Incongruities Concerning “Norwegian Wolf (This Bird has Flown.)”
AKA…I’m a Wolf, No I’m a bird, No Wait a WOLF!: The Crazy Rantings and Reflections of Varg “Snoopy” Vikernes.
We at 120,000 ft. have been lucky enough to get a hold of an excerpt from Varg Vikernes’s new book “Norwegian Wolf”. After careful examination and impeccable detective work this much can be said… Our buddy either smokes way too much angel dust or he’s crazier than a shit house rat.
So here it is, an excerpt from Norwegian Wolf (This Bird Has Flown.):
“While I spoke I took a step forward, Which must have seemed very threatening to Oytsein. He must have been panicked, because he kicked me in the chest, but struck the breast bone so that the blow had no effect. I pulled in his foot and threw him to the ground, he looked toward the kitchen. I had been in his apartment earlier and knew he had a kitchen knife there, and I saw that it was what he was going for. He got up suddenly as soon as he could and ran toward the open kitchen door. At the same time I jumped up in front of him. I pulled out a small knife I had in my pocket, It was a boot knife, with a blade that was about ten centimeters long. The knife was not sharp, but fairly pointed, and I struck him in the face. It was the first time I struck anyone with a knife, and it gave me half a heart attack. It felt very unnatural and wrong to stab another man with a knife.”

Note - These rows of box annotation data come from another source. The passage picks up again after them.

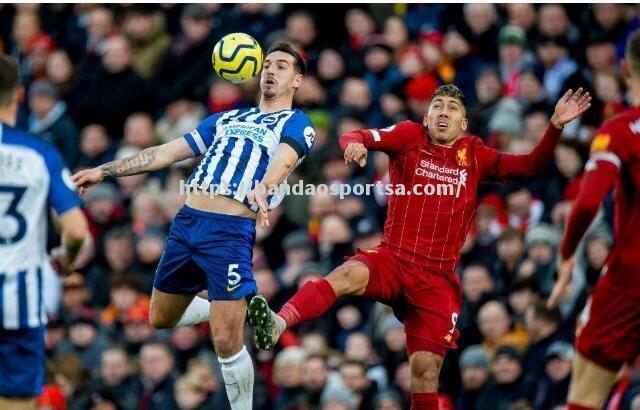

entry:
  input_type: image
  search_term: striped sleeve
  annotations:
[184,113,222,156]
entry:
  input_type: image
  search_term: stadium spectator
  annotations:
[29,80,79,169]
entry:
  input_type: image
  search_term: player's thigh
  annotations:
[344,246,401,304]
[576,276,640,373]
[209,298,247,357]
[568,353,616,408]
[0,327,45,402]
[149,288,195,329]
[0,396,36,410]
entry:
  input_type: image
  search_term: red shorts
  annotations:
[576,275,640,372]
[350,246,462,357]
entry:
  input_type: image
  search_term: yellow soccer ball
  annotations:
[211,33,262,83]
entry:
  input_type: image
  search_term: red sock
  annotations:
[278,279,336,328]
[411,392,438,410]
[567,403,600,410]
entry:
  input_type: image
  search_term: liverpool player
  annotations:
[249,85,590,409]
[549,30,640,410]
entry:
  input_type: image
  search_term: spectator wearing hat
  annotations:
[29,80,79,169]
[56,312,110,372]
[476,345,535,410]
[498,26,533,97]
[151,4,215,104]
[122,4,171,80]
[536,35,578,100]
[456,345,489,410]
[533,341,574,410]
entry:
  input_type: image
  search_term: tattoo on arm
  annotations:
[102,147,158,177]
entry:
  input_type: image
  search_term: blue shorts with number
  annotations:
[153,205,258,300]
[0,326,45,398]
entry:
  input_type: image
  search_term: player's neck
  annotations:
[258,95,293,113]
[0,107,17,127]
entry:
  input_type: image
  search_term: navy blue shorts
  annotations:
[0,326,45,398]
[153,205,258,300]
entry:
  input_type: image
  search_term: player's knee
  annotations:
[327,263,368,296]
[149,299,177,329]
[411,352,442,393]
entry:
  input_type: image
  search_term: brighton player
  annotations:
[0,55,87,409]
[549,30,640,410]
[249,85,590,409]
[73,43,315,410]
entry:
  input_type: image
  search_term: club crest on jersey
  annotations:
[456,147,469,168]
[591,134,611,152]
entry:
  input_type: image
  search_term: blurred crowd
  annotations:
[0,4,640,410]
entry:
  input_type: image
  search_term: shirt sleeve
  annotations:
[44,145,80,215]
[340,121,424,154]
[280,111,316,158]
[478,124,562,181]
[184,113,222,156]
[560,123,628,258]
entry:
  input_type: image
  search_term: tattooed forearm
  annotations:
[102,147,158,177]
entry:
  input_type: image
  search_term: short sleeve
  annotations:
[280,111,316,158]
[585,121,629,171]
[184,113,222,156]
[43,145,80,215]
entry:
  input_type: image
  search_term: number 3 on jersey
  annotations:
[227,263,241,292]
[0,185,27,245]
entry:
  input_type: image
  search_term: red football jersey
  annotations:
[340,121,560,273]
[561,106,640,287]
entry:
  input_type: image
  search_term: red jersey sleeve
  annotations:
[560,123,628,258]
[478,124,562,180]
[339,121,425,154]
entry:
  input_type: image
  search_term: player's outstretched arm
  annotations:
[492,88,591,179]
[247,143,298,228]
[71,138,194,194]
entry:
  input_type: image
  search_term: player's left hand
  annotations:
[551,87,591,128]
[247,184,269,228]
[547,253,575,308]
[49,246,71,276]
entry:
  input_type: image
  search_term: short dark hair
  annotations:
[267,41,307,75]
[0,55,20,107]
[624,29,640,76]
[431,84,464,104]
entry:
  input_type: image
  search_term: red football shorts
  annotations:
[350,246,462,357]
[576,274,640,372]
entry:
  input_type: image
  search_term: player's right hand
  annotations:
[547,253,575,309]
[71,167,105,195]
[344,142,368,168]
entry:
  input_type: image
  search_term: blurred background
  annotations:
[0,4,640,410]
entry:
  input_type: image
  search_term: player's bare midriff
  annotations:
[186,192,256,219]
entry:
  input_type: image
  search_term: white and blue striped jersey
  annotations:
[184,108,315,211]
[0,123,79,331]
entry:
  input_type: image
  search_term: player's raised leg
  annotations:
[567,353,616,410]
[249,260,370,350]
[209,299,254,410]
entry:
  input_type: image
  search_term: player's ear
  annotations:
[460,117,469,131]
[293,74,304,90]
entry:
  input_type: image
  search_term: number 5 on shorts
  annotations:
[227,263,241,292]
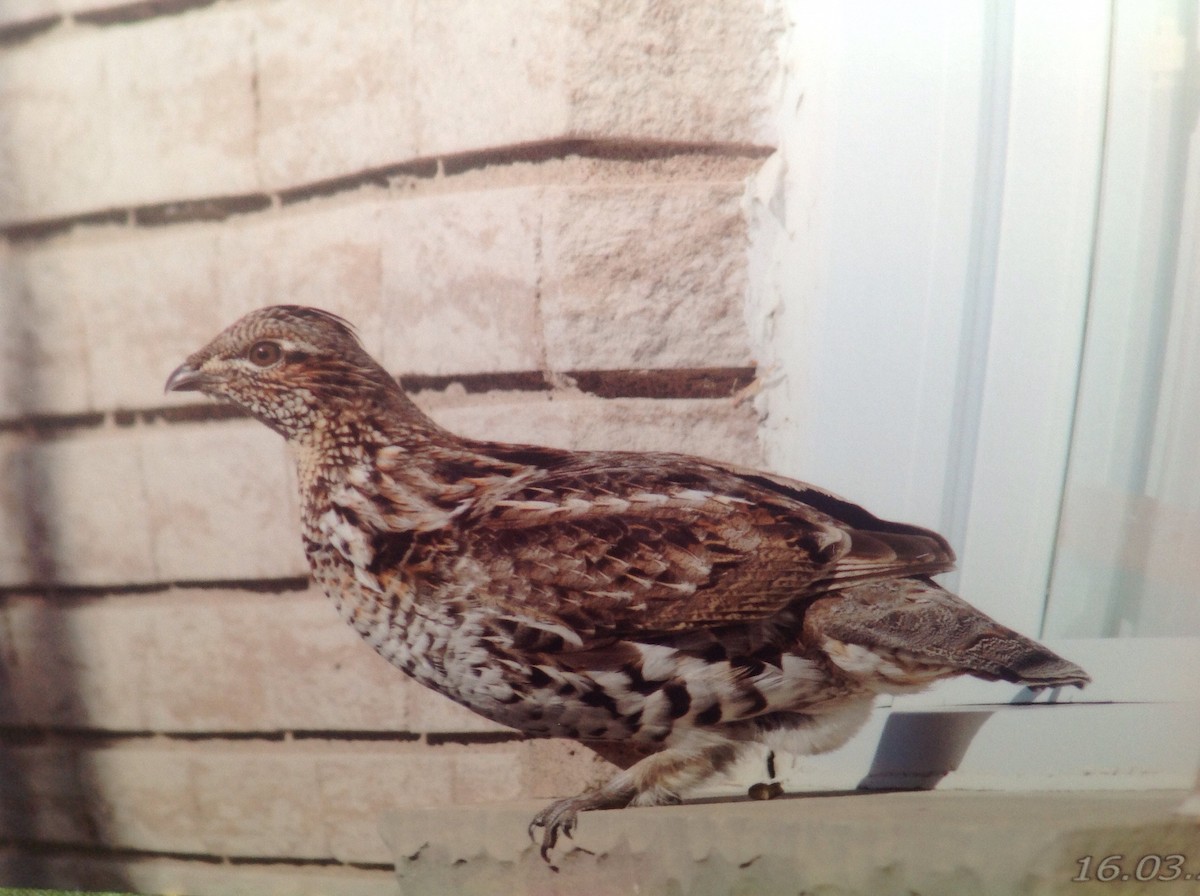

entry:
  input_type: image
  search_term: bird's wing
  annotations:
[444,446,954,639]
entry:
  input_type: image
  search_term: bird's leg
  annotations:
[746,748,784,800]
[529,741,737,867]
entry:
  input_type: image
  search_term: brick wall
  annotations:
[0,0,779,894]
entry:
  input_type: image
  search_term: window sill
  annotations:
[382,790,1200,896]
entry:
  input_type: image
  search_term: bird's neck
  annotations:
[288,389,462,499]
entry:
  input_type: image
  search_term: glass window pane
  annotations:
[1046,0,1200,637]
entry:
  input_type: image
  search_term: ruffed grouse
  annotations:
[167,306,1088,856]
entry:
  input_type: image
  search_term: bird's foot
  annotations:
[529,788,629,871]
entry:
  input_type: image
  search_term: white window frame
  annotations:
[748,0,1200,787]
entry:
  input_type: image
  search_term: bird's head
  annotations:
[167,305,407,439]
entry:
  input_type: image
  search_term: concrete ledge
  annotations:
[382,790,1200,896]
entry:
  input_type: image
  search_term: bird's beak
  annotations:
[163,361,204,392]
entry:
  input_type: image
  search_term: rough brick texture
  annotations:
[0,0,781,896]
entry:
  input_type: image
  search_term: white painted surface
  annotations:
[749,0,1200,787]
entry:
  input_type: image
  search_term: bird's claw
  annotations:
[529,800,578,871]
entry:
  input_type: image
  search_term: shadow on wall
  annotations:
[858,710,991,790]
[0,271,130,890]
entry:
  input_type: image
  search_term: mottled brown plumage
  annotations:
[167,306,1088,856]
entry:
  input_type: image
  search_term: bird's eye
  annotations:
[246,342,283,367]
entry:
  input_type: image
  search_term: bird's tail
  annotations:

What can we say? This thing is going to read like a miss match of Mein Kampf, a tattle-tale confessional and a parole board appeal letter, both confusing and predictable, The man barely tries to hide his grin when he whispers sweetened versions of his old victim/predator shtick.
The dirt: Will Varg finally sit us down and tell us exactly what went on in that apartment?
Probably not.
Will he tell us a fancified version of what MAY have transpired?
Oh hell yes, and this is why we will read it. This is why we will sit here on baited breath waiting for Old Daddy Whiskers to tell us that, in reality, he is SUPERMAN and that his impeccable breeding endowed him with special powers. (You might not know this but Varg knows where YOUR kitchen cutlery is too and shit, he hasn’t even been to your house.)
So hide your kitchen knives, pop up a bag of Jiffy Pop and curl up on the couch with a copy of Norwegian Wolf. Just don’t get to comfy because one never knows when Varg, boot knife and all might stop by and ask what you thought about it.